You may have heard of the "The One Billion Row Challenge" (1brc) and in case you don't, go checkout Gunnar Morlings's 1brc repo.
I got sucked in because two of my colleagues have entered the competition and are on the leaderboard.
PHP is not known for its speed, but as I am working on the PHP profiler I thought I give it a shot and see how fast it can get.
A first naive approach
I cloned the repository and created the billion row dataset in measurements.txt
. After that I started building my first naive implementation of something that could solve the challenge:
<?php
$stations = [];
$fp = fopen('measurements.txt', 'r');
while ($data = fgetcsv($fp, null, ';')) {
if (!isset($stations[$data[0]])) {
$stations[$data[0]] = [
$data[1],
$data[1],
$data[1],
1
];
} else {
$stations[$data[0]][3] ++;
$stations[$data[0]][2] += $data[1];
if ($data[1] < $stations[$data[0]][0]) {
$stations[$data[0]][0] = $data[1];
}
if ($data[1] > $stations[$data[0]][1]) {
$stations[$data[0]][1] = $data[1];
}
}
}
ksort($stations);
echo '{';
foreach($stations as $k=>&$station) {
$station[2] = $station[2]/$station[3];
echo $k, '=', $station[0], '/', $station[2], '/', $station[1], ', ';
}
echo '}';
There is nothing wild in here, just open the file, use fgetcsv()
to read the data. If the station is not found already, create it, otherwise increment the counter, sum the temperature and see if the current temperature is lower than or higher than min or max and updated accordingly.
Once I have everything together, I use ksort()
to bring the $stations
array in order and then echo out the list and calculate the average temperature while doing so (sum / count).
Running this simple code on my laptop takes 25 Minutes π€―
Time to optimise and have a look at the profiler:
The timeline visualisation helps me see, that this is clearly CPU bound, file compilation at the beginning of the script is negligible and there are no garbage collection events.
The flame graph view is helpful as well in showing that I am spending 46% of CPU time in fgetcsv()
.
fgets()
instead of fgetcsv()
The first optimisation was to use fgets()
to get a line and split on the ;
character manually instead of relying on fgetcsv()

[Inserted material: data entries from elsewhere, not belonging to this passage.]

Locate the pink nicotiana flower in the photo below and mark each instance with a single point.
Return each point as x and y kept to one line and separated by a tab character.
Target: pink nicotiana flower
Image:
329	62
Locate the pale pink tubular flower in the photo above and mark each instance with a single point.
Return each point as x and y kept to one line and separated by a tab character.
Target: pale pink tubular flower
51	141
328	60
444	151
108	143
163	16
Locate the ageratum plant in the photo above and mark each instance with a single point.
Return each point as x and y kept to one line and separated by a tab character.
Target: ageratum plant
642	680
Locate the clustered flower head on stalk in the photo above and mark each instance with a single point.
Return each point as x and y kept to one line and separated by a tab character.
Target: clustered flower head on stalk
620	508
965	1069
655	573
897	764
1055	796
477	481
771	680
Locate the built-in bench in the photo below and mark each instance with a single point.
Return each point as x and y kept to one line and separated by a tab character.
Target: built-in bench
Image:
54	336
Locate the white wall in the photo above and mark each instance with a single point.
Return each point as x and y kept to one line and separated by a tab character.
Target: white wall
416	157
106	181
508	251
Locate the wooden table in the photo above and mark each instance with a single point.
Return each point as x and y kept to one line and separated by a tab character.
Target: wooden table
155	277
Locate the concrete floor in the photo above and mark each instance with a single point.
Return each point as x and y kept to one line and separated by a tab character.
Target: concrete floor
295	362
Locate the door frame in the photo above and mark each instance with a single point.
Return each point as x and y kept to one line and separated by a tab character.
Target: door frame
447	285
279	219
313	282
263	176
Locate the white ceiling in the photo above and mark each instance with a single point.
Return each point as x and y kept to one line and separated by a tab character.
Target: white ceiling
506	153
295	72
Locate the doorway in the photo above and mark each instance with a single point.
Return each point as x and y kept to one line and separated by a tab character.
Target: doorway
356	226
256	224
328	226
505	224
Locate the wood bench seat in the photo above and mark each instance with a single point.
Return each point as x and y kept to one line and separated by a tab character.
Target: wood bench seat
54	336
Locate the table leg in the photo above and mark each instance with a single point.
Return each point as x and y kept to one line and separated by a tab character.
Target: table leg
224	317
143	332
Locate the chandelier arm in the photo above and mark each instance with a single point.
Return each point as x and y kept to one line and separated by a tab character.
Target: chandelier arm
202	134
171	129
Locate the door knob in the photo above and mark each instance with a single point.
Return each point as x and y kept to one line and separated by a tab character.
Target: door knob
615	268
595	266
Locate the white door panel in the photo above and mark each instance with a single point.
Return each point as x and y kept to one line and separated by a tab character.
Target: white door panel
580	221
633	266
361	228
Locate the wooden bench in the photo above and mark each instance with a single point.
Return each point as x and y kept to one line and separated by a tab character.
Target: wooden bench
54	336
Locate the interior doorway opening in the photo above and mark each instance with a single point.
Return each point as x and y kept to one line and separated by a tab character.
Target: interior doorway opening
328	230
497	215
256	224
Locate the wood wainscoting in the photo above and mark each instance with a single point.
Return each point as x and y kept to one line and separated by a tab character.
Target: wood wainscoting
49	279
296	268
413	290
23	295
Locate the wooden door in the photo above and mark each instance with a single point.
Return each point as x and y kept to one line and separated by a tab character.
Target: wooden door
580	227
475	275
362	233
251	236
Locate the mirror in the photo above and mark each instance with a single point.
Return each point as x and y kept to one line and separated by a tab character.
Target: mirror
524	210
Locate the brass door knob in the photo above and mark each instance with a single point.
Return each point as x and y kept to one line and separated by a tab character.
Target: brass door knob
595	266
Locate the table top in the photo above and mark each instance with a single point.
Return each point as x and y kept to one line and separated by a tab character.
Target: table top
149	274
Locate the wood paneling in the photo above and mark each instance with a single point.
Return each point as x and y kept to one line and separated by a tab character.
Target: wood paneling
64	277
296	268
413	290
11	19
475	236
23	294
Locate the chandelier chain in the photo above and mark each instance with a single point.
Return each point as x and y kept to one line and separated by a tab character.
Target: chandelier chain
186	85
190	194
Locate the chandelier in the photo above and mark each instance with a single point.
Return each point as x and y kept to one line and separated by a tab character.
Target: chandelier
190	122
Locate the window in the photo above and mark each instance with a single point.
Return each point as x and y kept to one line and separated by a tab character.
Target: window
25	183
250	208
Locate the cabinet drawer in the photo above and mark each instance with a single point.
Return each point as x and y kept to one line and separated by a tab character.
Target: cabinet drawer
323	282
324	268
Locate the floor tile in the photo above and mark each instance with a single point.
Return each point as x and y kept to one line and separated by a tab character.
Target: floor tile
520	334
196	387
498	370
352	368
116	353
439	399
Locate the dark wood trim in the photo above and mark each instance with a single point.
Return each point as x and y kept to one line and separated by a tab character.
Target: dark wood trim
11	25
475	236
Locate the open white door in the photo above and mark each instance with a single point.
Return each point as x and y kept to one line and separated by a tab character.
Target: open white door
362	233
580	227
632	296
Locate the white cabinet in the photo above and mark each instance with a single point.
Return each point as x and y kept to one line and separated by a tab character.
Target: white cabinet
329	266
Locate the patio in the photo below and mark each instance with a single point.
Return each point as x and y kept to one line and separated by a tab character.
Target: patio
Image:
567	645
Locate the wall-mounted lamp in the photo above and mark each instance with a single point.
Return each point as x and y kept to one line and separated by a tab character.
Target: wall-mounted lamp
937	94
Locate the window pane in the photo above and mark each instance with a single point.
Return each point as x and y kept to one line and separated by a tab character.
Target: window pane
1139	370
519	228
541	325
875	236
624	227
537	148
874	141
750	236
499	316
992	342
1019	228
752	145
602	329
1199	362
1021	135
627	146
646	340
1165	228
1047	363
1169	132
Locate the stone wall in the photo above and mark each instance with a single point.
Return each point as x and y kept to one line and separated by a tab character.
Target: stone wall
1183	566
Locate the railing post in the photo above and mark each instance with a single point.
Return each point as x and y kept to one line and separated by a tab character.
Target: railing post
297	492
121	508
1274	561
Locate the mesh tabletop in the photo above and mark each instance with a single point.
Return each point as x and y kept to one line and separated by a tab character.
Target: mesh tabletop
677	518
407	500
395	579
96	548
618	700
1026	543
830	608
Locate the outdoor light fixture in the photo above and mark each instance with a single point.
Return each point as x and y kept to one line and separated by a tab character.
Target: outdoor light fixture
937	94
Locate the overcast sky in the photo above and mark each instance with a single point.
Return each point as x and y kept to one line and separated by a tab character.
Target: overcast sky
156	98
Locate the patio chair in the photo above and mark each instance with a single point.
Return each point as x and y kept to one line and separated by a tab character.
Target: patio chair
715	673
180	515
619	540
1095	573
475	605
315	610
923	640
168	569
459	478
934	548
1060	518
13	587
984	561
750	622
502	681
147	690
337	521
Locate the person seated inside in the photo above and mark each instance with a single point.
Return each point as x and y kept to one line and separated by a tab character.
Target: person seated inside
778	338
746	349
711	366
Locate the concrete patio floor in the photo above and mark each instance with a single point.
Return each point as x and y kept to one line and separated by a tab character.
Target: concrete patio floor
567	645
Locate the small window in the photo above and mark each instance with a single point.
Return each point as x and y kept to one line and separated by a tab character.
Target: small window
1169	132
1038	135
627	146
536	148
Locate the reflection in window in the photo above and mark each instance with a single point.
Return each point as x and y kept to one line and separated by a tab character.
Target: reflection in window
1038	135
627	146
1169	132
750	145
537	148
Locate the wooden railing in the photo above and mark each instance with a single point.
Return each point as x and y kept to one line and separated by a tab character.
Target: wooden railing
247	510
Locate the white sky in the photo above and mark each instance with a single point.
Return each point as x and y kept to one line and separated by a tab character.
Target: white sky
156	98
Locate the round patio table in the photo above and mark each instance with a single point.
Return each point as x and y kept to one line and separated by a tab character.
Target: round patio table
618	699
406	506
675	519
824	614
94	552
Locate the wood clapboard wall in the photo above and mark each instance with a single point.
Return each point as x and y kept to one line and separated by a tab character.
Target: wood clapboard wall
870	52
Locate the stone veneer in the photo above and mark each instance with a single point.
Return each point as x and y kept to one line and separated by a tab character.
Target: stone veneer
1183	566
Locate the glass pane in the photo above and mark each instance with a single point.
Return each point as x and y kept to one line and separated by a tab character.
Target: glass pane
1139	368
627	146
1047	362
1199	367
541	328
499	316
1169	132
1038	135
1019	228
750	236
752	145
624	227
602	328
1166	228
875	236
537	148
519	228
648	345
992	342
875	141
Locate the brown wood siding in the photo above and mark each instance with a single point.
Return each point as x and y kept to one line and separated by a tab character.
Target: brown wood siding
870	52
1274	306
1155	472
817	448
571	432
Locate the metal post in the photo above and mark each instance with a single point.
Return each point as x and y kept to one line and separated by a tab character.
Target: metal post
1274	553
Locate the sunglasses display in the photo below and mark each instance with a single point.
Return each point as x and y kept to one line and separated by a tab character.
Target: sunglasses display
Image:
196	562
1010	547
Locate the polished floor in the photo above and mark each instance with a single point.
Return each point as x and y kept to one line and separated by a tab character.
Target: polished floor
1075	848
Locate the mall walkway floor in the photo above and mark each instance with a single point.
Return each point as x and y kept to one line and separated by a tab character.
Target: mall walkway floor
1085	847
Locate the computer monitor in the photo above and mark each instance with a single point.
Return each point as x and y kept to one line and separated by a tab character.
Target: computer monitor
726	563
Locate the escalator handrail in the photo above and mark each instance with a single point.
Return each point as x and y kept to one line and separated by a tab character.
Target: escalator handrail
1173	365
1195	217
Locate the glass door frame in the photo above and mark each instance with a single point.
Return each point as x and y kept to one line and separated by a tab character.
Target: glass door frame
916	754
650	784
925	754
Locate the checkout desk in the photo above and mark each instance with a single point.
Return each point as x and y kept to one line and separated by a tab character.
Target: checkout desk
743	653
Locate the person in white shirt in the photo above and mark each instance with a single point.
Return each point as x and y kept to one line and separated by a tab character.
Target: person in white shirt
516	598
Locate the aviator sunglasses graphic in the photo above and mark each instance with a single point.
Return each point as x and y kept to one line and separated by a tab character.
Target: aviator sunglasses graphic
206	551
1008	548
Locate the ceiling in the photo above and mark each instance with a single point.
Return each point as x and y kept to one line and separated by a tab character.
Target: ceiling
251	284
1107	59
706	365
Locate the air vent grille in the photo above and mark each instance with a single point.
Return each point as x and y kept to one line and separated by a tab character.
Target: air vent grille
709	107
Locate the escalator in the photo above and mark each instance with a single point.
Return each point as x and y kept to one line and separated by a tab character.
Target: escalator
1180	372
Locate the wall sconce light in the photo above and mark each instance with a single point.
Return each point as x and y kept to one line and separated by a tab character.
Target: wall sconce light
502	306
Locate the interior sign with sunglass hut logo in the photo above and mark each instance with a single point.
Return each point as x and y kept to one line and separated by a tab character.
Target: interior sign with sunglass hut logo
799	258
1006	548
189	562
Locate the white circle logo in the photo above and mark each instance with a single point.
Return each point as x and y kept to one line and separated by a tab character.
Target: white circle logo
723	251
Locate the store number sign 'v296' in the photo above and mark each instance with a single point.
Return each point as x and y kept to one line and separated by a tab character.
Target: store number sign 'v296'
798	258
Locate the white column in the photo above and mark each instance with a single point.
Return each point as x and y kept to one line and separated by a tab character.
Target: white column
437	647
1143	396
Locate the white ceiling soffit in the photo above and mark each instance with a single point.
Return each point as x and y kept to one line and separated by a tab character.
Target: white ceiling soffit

. This is because fgetcsv()
does a whole lot more than what I need.
// ...
while ($data = fgets($fp, 999)) {
$pos = strpos($data, ';');
$city = substr($data, 0, $pos);
$temp = substr($data, $pos+1, -1);
// ...
Additionally I refactored $data[0]
to $city
and $data[1]
to $temp
everywhere.
Running the script again with just this one change already brought the runtime down to 19m 49s. In absolute numbers, this is still a lot but also: it's 21% down!
The flame graph reflects the change, switching to showing the CPU time by line also reveals what is going on in the root frame:
I am spending ~38% CPU time in lines 18 and 23, which are:
18 | $stations[$city][3] ++;
| // ...
23 | if ($temp > $stations[$city][1]) {
Line 18 is the first access to the $stations
array in the loop, otherwise it is only an increment and line 23 is a comparison, nothing that seems expensive at first glance, but lets do few more optimisations and you'll see what is taking time here.
Using a reference where possible
$station = &$stations[$city];
$station[3] ++;
$station[2] += $temp;
// instead of
$stations[$city][3] ++;
$stations[$city][2] += $data[1];
This should help PHP to not search for the key in the $stations
array on every array access, see it like a cache for accessing the "current" station in the array.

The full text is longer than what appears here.